Instantly share code, notes, and snippets.

@mottosso
Created July 23, 2019 06:06
Show Gist options
  • Save mottosso/54451ac5dd50ffdc8ba3e309e55c2d71 to your computer and use it in GitHub Desktop.
Save mottosso/54451ac5dd50ffdc8ba3e309e55c2d71 to your computer and use it in GitHub Desktop.
Slack Conversation about Reproducible Requests/Resolves

Marcus Ottosson [Jul 17th at 10:50 AM] Hi all, if I'd like to perform a render on a farm, I'd like to somehow "send" the current context there. How would you guys do this at the moment?

I'm considering either:

  1. Replicate the request, but include all versions; e.g. rez env packageB==1.0.2 packageB==5.13 ... but it could get quite long and is a little tedious to put together
  2. Export the REZ_RXT_FILE from e.g. Maya, and use that on the server as rez env -i context.rxt But does it handle being exported from Windows and run on Linux?
  3. Or some other way? (edited) 56 replies

Dhruv Govil [2 days ago] Theres a rez var i believe that says all the resolved package versions that can be reused se a request .

Use that.

Otherwise you may have dependencies that aren't in your original request that can shift out from under you

Blazej Floch [2 days ago] 2. Not really due to the implicit requests. I believe a idiomatic way is to rez-env $REZ_USED_REQUEST os-XXX arch-XXX platform-XXX -t $REZ_USER_TIMESTAMP --no-implicit

Blazej Floch [2 days ago] This pretty much re-resolves at the state of the current context but replaces the implicit requests.

Blazej Floch [2 days ago] You need to re-resolve because you don't know if the other platform might have the same requirements/variants available. So this could fails.

Blazej Floch [2 days ago] As opposed to Dhruv's answer this does not make use of Resolved packages - again because you don't know about availability. But if you can guarantee it you could also strip the implicit packages and use that. I think I prefer my method, because if it wasn't part of your request, it wasn't important for you. So technically our requests are more specific and we bail on the details of the resolve. Interested to hear other opinions.

Dhruv Govil [2 days ago] I disagree with the "if it wasn't in your request it wasn't important"

That could be cultural but there's a lot of implicit dependencies that are very important but are not specified

Dhruv Govil [2 days ago] If I listed every dependency I actually wanted to pin I'd have a very very long request

Blazej Floch [2 days ago] I personally think this a philosophical disagreement. It's like going into a bar and ordering a sandwich. Which sandwich? I don't care. You get peanut butter. Now you say, my buddy wants the exact same sandwich. Which is ok. Only he is allergic and dies. I instead say: My buddy also want's any sandwich from the kitchen stock at the same time, but he has other requirements - like being allergic.

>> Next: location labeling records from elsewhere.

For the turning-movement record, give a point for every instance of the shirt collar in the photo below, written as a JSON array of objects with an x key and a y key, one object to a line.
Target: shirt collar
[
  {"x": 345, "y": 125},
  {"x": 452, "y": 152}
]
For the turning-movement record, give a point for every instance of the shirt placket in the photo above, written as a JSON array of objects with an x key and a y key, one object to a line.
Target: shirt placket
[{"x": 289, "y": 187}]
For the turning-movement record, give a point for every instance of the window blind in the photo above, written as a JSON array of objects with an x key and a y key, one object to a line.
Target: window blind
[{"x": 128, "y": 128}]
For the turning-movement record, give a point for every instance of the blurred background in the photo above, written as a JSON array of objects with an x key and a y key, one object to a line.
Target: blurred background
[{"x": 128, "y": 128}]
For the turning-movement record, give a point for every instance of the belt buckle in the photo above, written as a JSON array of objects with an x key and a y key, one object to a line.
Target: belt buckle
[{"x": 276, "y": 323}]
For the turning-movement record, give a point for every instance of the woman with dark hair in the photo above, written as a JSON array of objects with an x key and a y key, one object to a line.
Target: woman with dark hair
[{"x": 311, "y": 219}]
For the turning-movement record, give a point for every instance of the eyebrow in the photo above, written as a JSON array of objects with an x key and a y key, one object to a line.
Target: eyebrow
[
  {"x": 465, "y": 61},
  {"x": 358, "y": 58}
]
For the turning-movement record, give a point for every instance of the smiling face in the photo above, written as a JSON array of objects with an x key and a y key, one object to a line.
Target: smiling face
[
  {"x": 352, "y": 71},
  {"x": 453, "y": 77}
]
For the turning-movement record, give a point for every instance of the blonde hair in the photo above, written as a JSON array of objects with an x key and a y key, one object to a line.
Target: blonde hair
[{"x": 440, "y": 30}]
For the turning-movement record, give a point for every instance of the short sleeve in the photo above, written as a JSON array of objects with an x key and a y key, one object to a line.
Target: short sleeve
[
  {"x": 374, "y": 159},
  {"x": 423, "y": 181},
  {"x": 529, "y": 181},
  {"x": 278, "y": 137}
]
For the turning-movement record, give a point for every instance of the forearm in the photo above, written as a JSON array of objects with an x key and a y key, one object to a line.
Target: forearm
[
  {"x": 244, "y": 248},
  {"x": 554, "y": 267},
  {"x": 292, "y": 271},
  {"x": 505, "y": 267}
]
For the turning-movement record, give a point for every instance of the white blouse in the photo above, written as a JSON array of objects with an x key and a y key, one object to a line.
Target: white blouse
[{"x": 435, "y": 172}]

He gets marmalade. And that is ok! Why? Because it was not important to us to begin with. If you wanted to enforce this then we would go into a bar and say: I want a peanutbutter sandwich. The thing I don't like with stuffing resolve into a request is in my experience it is nearly impossible to have resolves as soon as your platforms diverge in variants - and they have to. So my rule is: You care about it? Request it. And everything that makes up a stable environment must to be "pinned" in the request. Else nothing stops you from getting something completely different the moment someone introduces a new package for the next resolve. (edited)

Blazej Floch [2 days ago] As sanity check we do a diff, but it is the toolset managers responsibility to make sure the requests are "as specific as necessary, as undefined as possible" for a flexible environment. (edited)

Blazej Floch [2 days ago] Alternative is something like docker compose where you control everything but also pay the cost of maintaining the differences. That's ok - but I believe that's not the mission of rez.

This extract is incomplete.